Luis, I'm prepared to believe that the finished negative can compete with
silver film (like Deep Blue gave Kasparov a chill), but I do not believe
an ordinary person can by themselves MAKE such a negative without
equipment into 6 figures and/or long waits and/or trips to service bureau
and/or much study.
I have the Dan Burkholder "Making Digital Negatives" book by the way. It
strikes me as coherent and comprehensible, a good value for the price,
and DEFINITELY needed. For those who are close to competence in the
equipment/terms/ processes involved, I strongly recommend it.
However, I quote from the letter that came with it from Burkholder:
"....That's one of the reasons I wrote the book: to provide a full throttle
description of the process without spending long hours on the phone.

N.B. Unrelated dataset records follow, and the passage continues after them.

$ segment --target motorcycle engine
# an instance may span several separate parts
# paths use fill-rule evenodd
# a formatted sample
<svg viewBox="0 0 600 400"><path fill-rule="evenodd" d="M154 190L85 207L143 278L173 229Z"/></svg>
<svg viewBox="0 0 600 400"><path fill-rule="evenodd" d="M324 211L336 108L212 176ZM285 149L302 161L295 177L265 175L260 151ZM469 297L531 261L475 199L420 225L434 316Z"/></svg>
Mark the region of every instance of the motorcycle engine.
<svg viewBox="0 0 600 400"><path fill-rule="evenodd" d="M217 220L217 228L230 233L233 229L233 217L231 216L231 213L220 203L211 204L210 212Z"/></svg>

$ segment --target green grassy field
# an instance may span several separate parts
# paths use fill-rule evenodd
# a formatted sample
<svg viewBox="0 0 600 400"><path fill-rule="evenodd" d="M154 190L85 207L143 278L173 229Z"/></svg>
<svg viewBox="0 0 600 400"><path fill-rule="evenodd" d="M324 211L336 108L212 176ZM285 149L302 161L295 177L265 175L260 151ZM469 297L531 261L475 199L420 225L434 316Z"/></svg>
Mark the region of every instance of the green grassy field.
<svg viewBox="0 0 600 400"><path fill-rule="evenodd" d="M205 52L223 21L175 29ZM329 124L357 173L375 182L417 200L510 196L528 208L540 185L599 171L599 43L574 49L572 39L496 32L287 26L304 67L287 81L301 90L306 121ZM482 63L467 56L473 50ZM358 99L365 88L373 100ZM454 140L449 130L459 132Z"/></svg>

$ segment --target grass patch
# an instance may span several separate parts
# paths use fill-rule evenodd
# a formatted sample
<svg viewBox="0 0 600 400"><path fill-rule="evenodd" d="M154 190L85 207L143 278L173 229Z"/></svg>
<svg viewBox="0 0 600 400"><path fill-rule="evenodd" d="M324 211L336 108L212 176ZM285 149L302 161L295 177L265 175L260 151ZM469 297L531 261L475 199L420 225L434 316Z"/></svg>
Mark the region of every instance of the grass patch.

Now
after three printings of the cover and after going through two
professional labs who couldn't make a calibration print of the quality
needed, I'm beginning to feel that a 900 number might have been a better
way to go after all.
"Though you shouldn't need to do so, if you follow the instructions in the
book and use a service bureau that knows what they're doing, should you
decide you could use an actual calibration negative for testing or to
show to your service bureau... send $5 to me ....etc."
In other words, aside from everything else, one is in thrall to the service
bureau, and if we think loss of film types is bad -- does anyone have a
comment about obsolescence of software/hardware leaving them in the dust?
But a much bigger hurdle: I have done computer graphics, am adept at
Pagemaker, and spent many hours using Adobe photo shop. Yet I feel I
couldn't go through the processes described without MUCH more work and
study and brain loss. This may be somewhat generational -- perhaps young
folks all take to that stuff just like they can program VCR's...
Or not. But I can teach anyone who has had basic photo (developer here, fixer
there) to make a pretty good enlarged negative for contact printing using
either $2- $3 contone film or 32 cents worth of lith film in a morning.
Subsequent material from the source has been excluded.